The key is that these prompts know to explain things without condescension but also without assuming I know the jargon. They cite specific files and line numbers when relevant, and they explain the “why” behind design decisions.
Connecting to Real Data
MCP (Model Context Protocol) servers connect the AI to external data sources: internal wikis, documentation sites, code repositories, APIs. So it can answer from real information instead of guessing from training data.
In my prompts, I tell the model which MCP servers are available and when to use them. For example, my technical prompts instruct the model to:
- Search official documentation first to ground answers in verified information
- Check internal wikis for known issues, edge cases, and workarounds
- Look at code repositories when documentation is incomplete
- Always cite sources with links so I can verify
Now the AI answers like someone with access to your company’s actual knowledge base, citing real docs and real code instead of best-practice boilerplate.
Keeping a Record
Save the conversation output somewhere useful.

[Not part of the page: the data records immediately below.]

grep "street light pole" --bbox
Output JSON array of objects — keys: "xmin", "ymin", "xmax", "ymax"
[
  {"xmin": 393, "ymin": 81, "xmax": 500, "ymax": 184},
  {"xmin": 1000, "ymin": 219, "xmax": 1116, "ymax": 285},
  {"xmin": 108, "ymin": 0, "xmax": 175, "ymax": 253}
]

I have a work/ folder organized by topic where I save feedback and refined thinking. When the model gives me good critique on a PRD, I’ll ask it to write a summary of the key issues to a Markdown file I can reference later. This keeps the insights from getting lost in chat history.
What I’ve Learned
- Context files are worth the investment. I have files that describe who I am, how I work, and what I value. Updating these takes time, but it pays off in every conversation.
- Pushback is the point. These prompts are designed to challenge bad thinking. If the model is pushing back on your approach, take it seriously: it might be right.
- Iterate on the prompts. I update these regularly based on what works and what doesn’t. If a prompt isn’t helping, change it.
- Less context is often more. Including too much context can dilute the signal. Start with the minimum you need, add more if the model seems confused.
The thinking is still mine
None of this does the thinking for me. It encodes my preferences and philosophies into something an LLM can use as a baseline for pushing back. I still write my own PRDs, OKRs, and strategy docs, because those represent my actual thinking. But I let AI help me create background documents, explainers, and context-setting materials. And I have a sparring partner that catches the gaps I miss and asks the uncomfortable questions before stakeholders do.
If you build something similar, I’d love to hear how it goes.